I’ve helped debugging a deadlock related to the security cache today. Basically, what happened was that custom (non-public) code for loading security rules for a document saved another document to store some settings. Whenever a document is saved, all security cache entries related to that document are invalidated. As the computation of a security access entry (that determines if a user has a certain right on a certain document) can use other information from the cache, invalidation is disabled using a lock to avoid that the new entry is based on invalidated information. This results in a deadlock when the code for loading a security access entry triggers a document save.

This got me thinking if there is something we should do to prevent this. So what I’m thinking about is the following idea:

  1. Let the document save event listener just write an invalidation request into a (blocking) queue.
  2. Let another thread wait on this queue for items to become available and if there is an item, wait for the lock and then batch-process all invalidation requests that are in the queue.

This design would avoid the deadlock I’ve seen. Further, I could imagine that this could speed up saving documents on busy instances, in particular when the security cache is not large enough to fit all security access entries that are currently needed.

However, there is also the important consequence that whenever a right change is saved, we loose the property that after the save completed, all subsequent access control checks use the modified values.
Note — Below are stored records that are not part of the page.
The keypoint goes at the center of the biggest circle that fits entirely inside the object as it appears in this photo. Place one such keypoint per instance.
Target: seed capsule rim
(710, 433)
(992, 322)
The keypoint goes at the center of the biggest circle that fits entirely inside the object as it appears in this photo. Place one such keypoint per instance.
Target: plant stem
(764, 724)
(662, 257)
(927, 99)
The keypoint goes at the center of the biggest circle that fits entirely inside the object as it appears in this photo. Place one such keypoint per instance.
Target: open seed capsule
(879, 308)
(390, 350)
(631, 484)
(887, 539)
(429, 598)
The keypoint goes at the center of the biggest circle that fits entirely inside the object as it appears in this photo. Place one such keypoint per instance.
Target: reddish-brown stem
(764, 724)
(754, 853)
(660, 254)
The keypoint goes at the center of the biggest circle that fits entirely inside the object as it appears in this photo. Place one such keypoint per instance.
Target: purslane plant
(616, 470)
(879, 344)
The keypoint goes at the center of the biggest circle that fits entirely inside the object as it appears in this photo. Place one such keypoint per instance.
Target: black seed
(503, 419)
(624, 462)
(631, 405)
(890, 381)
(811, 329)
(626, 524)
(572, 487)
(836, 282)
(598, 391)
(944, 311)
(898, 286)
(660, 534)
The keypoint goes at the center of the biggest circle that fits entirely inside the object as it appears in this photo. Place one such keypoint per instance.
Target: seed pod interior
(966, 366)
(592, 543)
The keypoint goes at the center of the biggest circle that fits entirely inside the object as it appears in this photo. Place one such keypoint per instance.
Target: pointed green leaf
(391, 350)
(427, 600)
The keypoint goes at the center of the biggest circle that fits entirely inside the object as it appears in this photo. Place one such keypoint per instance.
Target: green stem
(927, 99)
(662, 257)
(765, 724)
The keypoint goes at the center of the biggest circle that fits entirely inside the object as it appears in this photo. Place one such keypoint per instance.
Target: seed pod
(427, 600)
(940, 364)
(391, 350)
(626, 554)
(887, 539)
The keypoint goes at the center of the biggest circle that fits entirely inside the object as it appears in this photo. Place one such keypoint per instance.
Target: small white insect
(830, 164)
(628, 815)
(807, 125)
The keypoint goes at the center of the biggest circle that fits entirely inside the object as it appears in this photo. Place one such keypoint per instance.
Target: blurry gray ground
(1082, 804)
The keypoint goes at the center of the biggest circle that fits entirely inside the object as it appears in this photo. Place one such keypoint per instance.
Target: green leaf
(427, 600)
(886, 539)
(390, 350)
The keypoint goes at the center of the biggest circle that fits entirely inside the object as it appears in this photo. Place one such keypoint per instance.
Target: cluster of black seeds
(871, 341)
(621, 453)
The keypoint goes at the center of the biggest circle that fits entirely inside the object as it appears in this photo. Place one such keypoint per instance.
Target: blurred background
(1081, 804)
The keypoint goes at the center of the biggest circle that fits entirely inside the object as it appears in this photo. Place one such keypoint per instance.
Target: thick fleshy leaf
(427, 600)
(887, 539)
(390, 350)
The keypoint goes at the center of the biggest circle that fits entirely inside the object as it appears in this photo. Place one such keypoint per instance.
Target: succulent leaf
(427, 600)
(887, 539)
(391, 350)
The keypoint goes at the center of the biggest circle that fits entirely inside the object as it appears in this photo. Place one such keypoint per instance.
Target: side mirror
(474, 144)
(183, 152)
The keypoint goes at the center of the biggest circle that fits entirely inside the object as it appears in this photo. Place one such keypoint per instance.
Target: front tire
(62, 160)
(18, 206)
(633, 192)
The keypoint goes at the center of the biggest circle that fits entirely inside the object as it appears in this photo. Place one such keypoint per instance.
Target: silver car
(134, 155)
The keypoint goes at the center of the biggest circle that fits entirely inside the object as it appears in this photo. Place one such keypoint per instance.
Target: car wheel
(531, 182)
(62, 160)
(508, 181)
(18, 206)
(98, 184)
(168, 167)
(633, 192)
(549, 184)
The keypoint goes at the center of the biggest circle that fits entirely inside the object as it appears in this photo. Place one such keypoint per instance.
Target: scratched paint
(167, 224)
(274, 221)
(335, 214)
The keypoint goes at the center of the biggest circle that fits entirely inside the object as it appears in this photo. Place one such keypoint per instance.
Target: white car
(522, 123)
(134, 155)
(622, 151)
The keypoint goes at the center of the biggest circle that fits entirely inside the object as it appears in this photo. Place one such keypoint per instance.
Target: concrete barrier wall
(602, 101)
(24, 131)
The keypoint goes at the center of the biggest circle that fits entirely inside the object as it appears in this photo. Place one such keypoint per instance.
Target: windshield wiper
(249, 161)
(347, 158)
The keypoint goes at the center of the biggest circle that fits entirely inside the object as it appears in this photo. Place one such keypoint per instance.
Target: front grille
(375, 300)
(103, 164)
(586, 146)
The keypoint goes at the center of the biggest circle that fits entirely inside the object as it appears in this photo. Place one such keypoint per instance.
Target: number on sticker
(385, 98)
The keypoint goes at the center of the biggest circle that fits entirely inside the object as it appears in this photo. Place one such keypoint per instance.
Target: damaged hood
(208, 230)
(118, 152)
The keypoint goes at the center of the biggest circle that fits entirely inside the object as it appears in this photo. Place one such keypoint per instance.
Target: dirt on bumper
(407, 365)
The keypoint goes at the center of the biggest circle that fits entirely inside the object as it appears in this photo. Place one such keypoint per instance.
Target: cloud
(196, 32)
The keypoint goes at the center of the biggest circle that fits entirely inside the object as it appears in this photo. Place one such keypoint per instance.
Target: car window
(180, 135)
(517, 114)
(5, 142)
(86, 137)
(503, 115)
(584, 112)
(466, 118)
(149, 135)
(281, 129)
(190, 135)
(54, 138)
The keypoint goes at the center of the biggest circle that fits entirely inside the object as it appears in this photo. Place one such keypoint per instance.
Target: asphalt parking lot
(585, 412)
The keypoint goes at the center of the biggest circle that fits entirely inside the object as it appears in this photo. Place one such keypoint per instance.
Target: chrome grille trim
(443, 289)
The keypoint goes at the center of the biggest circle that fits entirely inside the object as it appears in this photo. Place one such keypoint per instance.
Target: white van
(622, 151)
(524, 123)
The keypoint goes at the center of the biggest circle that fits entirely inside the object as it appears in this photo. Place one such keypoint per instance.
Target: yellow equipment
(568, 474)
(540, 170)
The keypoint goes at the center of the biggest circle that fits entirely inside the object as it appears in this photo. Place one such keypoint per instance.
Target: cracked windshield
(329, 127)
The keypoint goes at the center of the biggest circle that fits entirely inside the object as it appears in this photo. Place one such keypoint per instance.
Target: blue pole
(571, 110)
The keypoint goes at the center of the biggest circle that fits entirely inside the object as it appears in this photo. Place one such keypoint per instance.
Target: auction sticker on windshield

In fact, it could take an arbitrary time until the change has been applied.

Any opinions on this tradeoff?

There are also alternative solutions like trying to accept invalidation requests while security access entries are computed. I’m not sure if and how exactly this could work and it certainly also depends on the exact implementation of the security cache which could change as part of my planned redesign.

I’m not a huge fan of this.

I understand that you feel the need to avoid this kind of problems, but a custom security loader should always be readonly IMO and causing the save of a document in the process is really a very bad design.

Okay, I can fully understand this.

Is this documented anywhere? If not, we should at least make sure it is documented.

Also, as I’ve said, this is not just about avoiding the deadlock, this is also to avoid that saving a document is blocked by a busy security cache.

I’m wondering if there are ways to avoid this lock. The motivation for me here (besides that deadlock) is that for computing a security access entry, we may need to load several documents from the database and thus invalidation might be blocked for quote some time.

I’ve just created a design page for the security cache refactoring and added some ideas how to get rid of the invalidation lock without loosing the guarantee that all right computations that start after the save completed respect the changes from the save. I haven’t checked yet if and how they can actually be implemented, I’ll do this when I start working on the security cache redesign.